Written by John M. Rosenberg
Fifty years ago, I closed the Rumble in the Jungle between heavyweight champion George Foreman and 4-1 underdog Muhammad Ali at the Rochester, Minnesota, Civic Center, now 11,300 miles away in Kinshasa, Zaire. He was the youngest ticket purchaser to watch the game via circuit satellite. Democratic Republic of the Congo. Moments after Foreman hit Ali’s five-punch combination on the canvas in an eight-round pirouette, I ran out of the arena and into the city, excitedly shouting to the indifferent traffic cops that Ali had won.
This battle not only provided the thrill of victory unlike anything I had ever experienced at a sporting event, but it also solidified the already budding bond between this Minnesota teenager and Africa. did.
Pre-match satellite broadcasts showed a stadium filled with Zairian dancers, dancing polyrhythmically as Mobutu Sese Seko, the glorious leader who dropped a $10 million purse to lure Kinshasa to an adrenaline-fueled match. He was shown praising the president on air. A giant paternalistic portrait of Mobutu, wearing his trademark leopard skin hat, loomed grandly in the arena below. Even from the other side of the world, the atmosphere was thick, piercing, and alluring.
Mobutu, known as America’s favorite dictator, was not the first to host a sporting event as a public relations smokescreen, but Rumble in the Jungle became Africa’s first global event.
In some ways, it’s a miracle that the battle even happened. The continent itself, much less Zaire, had no satellite technology or experience hosting an event of this scale. In addition, a black American boxing promoter in the form of a brilliant but slippery ex-con named Don King, whose only previous experience was organizing exhibition boxing matches in his hometown of Cleveland, was involved in a fight. I couldn’t imagine putting it together.
Today, it’s hard to imagine the status boxing held in the sporting world for the better part of a century. This world of sweet science has had several golden ages, the culmination of which was the era of Muhammad Ali, Joe Frazier and George Foreman in the ’60s and ’70s. It was a time when championship matches were held in places like Zaire, Malaysia, and the Philippines, and the title of World Heavyweight Champion lived up to its name.
For both Africans and Ali himself, the battle was seen as a return home. Through his grace, skill, and cunning, Ali truly became one with the African people.
Of course, it was more than this battle that fueled my love for the continent. For me, Africa offered something other than the front page headlines of the Cold War and Watergate.
As a child, I pored over the Collier’s Encyclopedia yearbooks that my parents paid dearly for for my older brothers. The early 1960s editions in particular captured my imagination, flashing with stories in which brand new nation-states emerge onto the world stage, one after another, like stars born in the molecular clouds of space. Each had a George Washington named Kwame Nkrumah, Julius Nyere, and Jomo Kenyata. I couldn’t help but wonder what all these places and people were so far from my American Midwest.

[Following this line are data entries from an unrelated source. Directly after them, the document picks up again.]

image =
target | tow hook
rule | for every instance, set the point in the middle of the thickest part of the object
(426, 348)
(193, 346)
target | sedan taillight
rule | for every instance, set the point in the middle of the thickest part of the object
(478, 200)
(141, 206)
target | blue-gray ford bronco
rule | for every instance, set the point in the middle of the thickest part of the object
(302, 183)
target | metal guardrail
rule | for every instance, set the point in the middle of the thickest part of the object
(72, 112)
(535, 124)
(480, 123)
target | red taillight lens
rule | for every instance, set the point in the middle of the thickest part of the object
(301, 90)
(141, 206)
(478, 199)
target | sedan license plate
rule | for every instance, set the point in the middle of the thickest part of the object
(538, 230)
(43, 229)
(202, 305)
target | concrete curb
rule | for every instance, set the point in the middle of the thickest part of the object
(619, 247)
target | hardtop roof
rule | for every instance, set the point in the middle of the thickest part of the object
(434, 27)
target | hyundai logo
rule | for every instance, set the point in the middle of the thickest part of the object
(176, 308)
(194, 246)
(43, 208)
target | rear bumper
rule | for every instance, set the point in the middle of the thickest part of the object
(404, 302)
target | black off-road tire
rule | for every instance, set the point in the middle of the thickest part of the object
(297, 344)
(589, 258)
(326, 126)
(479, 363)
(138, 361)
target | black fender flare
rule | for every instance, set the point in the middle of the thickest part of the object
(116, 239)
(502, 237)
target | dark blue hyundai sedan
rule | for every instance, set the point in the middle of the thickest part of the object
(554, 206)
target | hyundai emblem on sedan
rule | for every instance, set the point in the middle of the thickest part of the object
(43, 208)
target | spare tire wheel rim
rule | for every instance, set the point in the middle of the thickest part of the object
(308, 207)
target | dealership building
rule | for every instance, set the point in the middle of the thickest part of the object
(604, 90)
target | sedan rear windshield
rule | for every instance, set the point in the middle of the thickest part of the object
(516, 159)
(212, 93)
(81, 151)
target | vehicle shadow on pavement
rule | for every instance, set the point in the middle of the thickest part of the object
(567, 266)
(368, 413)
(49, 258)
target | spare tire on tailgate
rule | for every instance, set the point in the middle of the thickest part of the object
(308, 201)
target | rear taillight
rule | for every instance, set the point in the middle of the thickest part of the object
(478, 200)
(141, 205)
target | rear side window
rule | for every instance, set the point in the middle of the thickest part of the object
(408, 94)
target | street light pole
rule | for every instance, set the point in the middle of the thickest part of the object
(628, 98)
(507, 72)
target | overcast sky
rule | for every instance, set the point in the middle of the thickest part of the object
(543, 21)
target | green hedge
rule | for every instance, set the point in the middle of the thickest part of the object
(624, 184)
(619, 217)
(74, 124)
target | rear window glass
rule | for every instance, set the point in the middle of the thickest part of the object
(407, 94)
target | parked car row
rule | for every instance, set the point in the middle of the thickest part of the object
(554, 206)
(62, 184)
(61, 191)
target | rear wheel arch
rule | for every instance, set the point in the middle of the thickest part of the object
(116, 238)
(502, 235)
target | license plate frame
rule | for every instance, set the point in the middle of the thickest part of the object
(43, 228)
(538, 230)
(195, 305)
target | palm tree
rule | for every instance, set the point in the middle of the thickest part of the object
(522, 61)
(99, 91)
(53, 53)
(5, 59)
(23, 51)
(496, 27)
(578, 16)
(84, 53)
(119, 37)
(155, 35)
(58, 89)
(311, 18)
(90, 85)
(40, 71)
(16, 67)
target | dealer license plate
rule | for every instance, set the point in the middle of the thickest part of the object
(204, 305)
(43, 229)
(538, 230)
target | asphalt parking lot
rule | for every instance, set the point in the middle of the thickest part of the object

Half a century after the battle, Africa also gives me a sense of encouragement, and like Muhammad Ali, who was down 5-1 in Kinshasa, it is a story of overcoming the impossible, a can-do attitude. I’m proud of that. DD
Over the next decade, Africa will experience the greatest economic growth of any continent. That middle class is expanding. There is immense potential in the technology sector, with 17 African countries having more than 60 operational satellites in orbit by 2024, unlike the Rumble in the Jungle when there were no African-owned satellites. I’m putting it on.
To fully understand Africa in the 21st century, we need to understand radically different ways of thinking than in 1974. The time has come for Africa to take center stage on the world stage, and its people will no longer tolerate being told what to do by dictators or the outside world. In the aftermath of the Rumble in the Jungle, writer Norman Mailer wrote that Ali won the way he wanted, against a rope that no one, including Ali’s own manager, wanted him to do. I wrote that it was because I fought.
Like ants, Africa is also fighting against challenges in the way it sees fit. In Ali’s words: “Impossibility is not a fact. It is an opinion. Impossibility is not a declaration. It is courage. Impossibility is possibility. Impossibility is temporary. .impossible is nothing.”
John M. Rosenberg is the founder of Rossilne Group International and an expert on African issues.